L’ANGELO BUONO: Buon Faust, lascia quell’arte infame.
FAUST: Contrizione, preghiera, pentimento, a che servono?
L’ANGELO BUONO: Servono a portarti in paradiso.
L’ANGELO CATTIVO: Storie! Sono illusioni, frutti di pazzia.
Chi più ne usa, lo fanno ammattire.
L’ANGELO BUONO: Faust, pensa al cielo e alle cose celesti.
L’ANGELO CATTIVO: No, pensa all’onore e alla ricchezza.
(Gli angeli escono)
FAUST: La ricchezza!
Certo, sarò signore di Embden!
Quando Mefistofele è con me, quale dio può farmi del male? Faust, sei al sicuro.
Non avere più dubbi. Mefistofele, vieni, dal grande Lucifero portami una buona novella.
Non è mezzanotte? Vieni Mefistofele, “Veni veni Mephostophilis”.
(Entra Mefistofele)
Dimmi, che dice il tuo signore Lucifero?
MEFISTOFELE: Posso stare con Faust finché vive se compra il mio servizio con l’anima.
FAUST: L’ho già perduta per averti.
MEFISTOFELE: Ma ora devi farne un lascito formale e scrivere il contratto col tuo sangue.
Lucifero vuole questa garanzia.
Se ti rifiuti dovrò tornare all’inferno.
FAUST: No, resta. Ma dimmi, che vantaggio porta la mia anima al tuo signore?

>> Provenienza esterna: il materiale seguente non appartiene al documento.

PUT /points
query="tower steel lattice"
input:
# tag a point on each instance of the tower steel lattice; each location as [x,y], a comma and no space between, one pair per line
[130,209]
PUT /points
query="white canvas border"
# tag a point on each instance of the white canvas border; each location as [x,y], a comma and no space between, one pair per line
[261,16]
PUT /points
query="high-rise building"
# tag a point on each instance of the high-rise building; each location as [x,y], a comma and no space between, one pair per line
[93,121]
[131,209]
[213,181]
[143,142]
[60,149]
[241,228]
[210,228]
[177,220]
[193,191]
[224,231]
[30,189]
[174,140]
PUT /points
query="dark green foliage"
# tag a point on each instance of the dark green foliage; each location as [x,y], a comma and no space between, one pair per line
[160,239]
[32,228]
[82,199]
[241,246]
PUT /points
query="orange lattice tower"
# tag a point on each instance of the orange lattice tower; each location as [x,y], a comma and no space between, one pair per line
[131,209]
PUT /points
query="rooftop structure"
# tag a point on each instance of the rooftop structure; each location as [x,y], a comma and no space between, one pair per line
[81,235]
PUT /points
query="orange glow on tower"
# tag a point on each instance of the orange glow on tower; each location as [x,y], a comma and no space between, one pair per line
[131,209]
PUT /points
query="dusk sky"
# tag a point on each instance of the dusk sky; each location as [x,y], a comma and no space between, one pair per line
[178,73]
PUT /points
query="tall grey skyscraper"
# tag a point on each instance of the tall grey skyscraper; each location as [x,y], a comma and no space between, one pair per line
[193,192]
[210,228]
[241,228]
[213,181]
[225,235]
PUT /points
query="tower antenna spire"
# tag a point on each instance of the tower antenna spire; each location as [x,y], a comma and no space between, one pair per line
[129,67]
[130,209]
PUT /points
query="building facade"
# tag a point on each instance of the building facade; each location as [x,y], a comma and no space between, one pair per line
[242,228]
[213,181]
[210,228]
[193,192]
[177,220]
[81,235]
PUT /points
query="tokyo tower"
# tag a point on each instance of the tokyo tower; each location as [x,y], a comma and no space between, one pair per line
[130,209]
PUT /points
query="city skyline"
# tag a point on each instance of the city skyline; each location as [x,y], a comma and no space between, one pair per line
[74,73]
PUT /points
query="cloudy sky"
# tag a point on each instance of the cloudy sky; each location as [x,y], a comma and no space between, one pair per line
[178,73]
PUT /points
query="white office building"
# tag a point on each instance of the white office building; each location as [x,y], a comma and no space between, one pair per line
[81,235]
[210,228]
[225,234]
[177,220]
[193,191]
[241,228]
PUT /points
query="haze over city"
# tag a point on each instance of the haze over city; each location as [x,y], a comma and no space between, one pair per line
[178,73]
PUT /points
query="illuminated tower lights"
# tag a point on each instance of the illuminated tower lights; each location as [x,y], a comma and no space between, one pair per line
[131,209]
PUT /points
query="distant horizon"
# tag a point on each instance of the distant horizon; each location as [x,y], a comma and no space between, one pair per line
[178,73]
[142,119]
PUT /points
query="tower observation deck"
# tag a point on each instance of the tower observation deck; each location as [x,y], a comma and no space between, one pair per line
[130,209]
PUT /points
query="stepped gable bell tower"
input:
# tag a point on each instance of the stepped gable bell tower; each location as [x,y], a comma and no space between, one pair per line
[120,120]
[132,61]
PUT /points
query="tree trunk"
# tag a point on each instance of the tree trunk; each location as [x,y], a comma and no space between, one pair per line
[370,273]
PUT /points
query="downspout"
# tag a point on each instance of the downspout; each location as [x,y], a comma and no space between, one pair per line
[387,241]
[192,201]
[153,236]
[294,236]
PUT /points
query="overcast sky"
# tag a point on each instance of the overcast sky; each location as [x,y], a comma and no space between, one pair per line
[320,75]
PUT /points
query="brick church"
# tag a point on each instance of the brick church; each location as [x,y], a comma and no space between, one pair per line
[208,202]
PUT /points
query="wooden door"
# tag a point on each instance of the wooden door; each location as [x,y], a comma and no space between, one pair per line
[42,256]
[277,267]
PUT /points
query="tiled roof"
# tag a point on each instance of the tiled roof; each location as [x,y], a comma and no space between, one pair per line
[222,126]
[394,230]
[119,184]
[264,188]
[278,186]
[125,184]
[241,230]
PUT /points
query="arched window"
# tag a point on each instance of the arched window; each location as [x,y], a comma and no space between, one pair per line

MEFISTOFELE: Ingrandisce il suo regno.
FAUST: E’ per questo che ci tenta?
MEFISTOFELE: “Solamen miseris socios habuiisse doloris”.
FAUST: Come, torturatori e torturati?
MEFISTOFELE: Sì, torturati come ogni anima umana.
Ma dimmi, Faust, avrò la tua anima?
Sarò tuo schiavo, ti servirò, ti darò più di quanto puoi chiedere.
FAUST: Sì, Mefistofele, è vostra.
MEFISTOFELE: Allora coraggio, tagliati sul braccio e impegna l’anima, affinché un dato giorno Lucifero possa esigerla come propria.
Poi sarai grande come Lucifero.
FAUST: Guarda, per amor tuo Faust si è ferito e col suo sangue dice che la sua anima è del signore della notte eterna.
Il sangue scende dal mio braccio.
Sia propizio al mio sogno.
MEFISTOFELE: Presto, scrivi la donazione.
FAUST: Sì, ma il sangue si raggruma, non riesco a scrivere.
MEFISTOFELE: Ti porto un fuoco che lo scioglie subito.
FAUST: Cosa vuol dire questo raggrumarsi del sangue? Non vuole che scriva questo patto?
Perché non scorre e mi lascia scrivere?
“Faust ti dà l’anima”: lì si è fermato.
E perché non dovrei, non è mia l’anima?
Avanti, riprova: Faust ti dà l’anima.
(Entra Mefistofele con un braciere).
MEFISTOFELE: Ecco il fuoco, Faust, accostati.
FAUST: Ora torna a scorrere. In un attimo avrò finito.
MEFISTOFELE (a parte): Cosa non farei per la sua anima!
FAUST: “Comsummatum est”. L’atto è compiuto, Faust ha ceduto l’anima a Lucifero.
Ma cos’è questo scritto sul mio braccio?
“Homo fuge”. Dove potrei fuggire?
Se verso Dio, mi getterà nell’inferno.
I sensi m’ingannano, non c’è scritto niente, ma sì, lo vedo chiaro, ecco, qui è scritto “Homo fuge”. Ma Faust non fuggirà.
MEFISTOFELE: Gli porterò qualcosa per distrarlo.
(Esce.
(Entrano diavoli che danno a Faust corone e vesti sontuose: danzano, escono. Rientra Mefistofele)
FAUST: Dimmi, cosa vuol dire tutto questo?
MEFISTOFELE: Niente! Un divertimento, anzi un esempio di ciò che un mago può fare.
FAUST: Potrò farli apparire quando voglio?
MEFISTOFELE: Sicuro, e fare cose assai più grandi.
FAUST: Allora prendi questa donazione:
anima e corpo. Ma a una condizione, che si rispetti ogni accordo, ogni dettaglio che abbiamo stipulato.
MEFISTOFELE: Te lo giuro sull’inferno.